Despite the closure of the DCM fund, which was mainly down to the tough trading environment, companies are racing to harness the information put out by social media – which typically gives a time advantage to financial traders. For example, Twitter put out the news of Osama bin Laden's death 20 minutes before traditional news outlets.

A social media start-up called Knowsis, launched last year, aims to give traders access to social media information. The company claims to use algorithms to amalgamate financially relevant social conversation into useful information for traders.

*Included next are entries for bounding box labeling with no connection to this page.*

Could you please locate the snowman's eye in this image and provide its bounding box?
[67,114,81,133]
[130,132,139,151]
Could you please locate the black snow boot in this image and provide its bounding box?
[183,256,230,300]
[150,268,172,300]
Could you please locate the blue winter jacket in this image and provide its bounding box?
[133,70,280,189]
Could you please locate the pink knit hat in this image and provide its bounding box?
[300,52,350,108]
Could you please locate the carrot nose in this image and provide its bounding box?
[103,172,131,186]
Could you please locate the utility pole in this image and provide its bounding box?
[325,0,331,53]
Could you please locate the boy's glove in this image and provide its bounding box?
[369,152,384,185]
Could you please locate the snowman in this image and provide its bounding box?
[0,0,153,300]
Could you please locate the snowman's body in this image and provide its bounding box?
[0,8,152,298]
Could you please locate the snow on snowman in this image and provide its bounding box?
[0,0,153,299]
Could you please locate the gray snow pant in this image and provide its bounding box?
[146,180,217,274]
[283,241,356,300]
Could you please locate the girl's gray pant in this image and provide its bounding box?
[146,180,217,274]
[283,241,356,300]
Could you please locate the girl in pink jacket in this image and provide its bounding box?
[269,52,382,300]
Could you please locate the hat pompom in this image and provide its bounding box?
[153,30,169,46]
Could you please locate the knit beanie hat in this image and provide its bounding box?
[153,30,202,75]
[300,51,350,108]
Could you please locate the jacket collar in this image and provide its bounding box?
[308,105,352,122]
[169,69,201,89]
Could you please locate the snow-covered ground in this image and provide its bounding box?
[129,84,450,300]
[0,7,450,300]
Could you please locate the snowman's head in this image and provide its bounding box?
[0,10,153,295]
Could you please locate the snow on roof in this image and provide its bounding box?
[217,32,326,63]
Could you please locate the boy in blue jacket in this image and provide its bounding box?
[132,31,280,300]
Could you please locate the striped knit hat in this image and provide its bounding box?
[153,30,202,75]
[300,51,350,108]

"Social media is an incredibly powerful platform and the finance world has taken notice. However, from a finance perspective it has its problems," said Oli Freeling-Wilkinson, Knowsis's founder. "It's unstructured, noisy and incredibly hard to keep track of the multiple streams out there. As a consequence, it is extremely difficult to extract value from it efficiently." He said this type of data would "only become more embedded as the next generation of traders and investors rise up through the ranks".

Other companies selling similar data include Dataminr, which provides similar information to companies and governments, and Sntmnt, a Dutch company that claims to reach accuracy levels of 62pc when predicting stock market movements using social media.

While these start-ups allow corporate entities to have access to social media sentiment, the DCM platform promises to offer it to ordinary investors. It promises to give a score of between one and 100 to a stock, portfolio or sector, based on social media sentiment.

"For the very first time we are connecting this information source to the trading community, opening up the universe of social media data so traders can make more informed buying and selling decisions," Mr Hawtin said. "The big benefit is that our sentiment rating adds another risk mitigation dimension to trading. For instance, if users see a downward movement in the sentiment rating of a stock in which they are perhaps slightly overweight, they can immediately hedge their position."

Academics have produced research that purports to prove that Twitter trends can predict stock market movements. Johan Bollen of Indiana University found that collective mood swings on Twitter could help predict movements in the US stock market.

He measured seven different types of mood and found that spikes in anxiety on Twitter were followed around three days later in dips in share prices. Mr Bollen then licensed the algorithm he used to DCM.

However, the company has now produced its own algorithm rather than using the licensed one.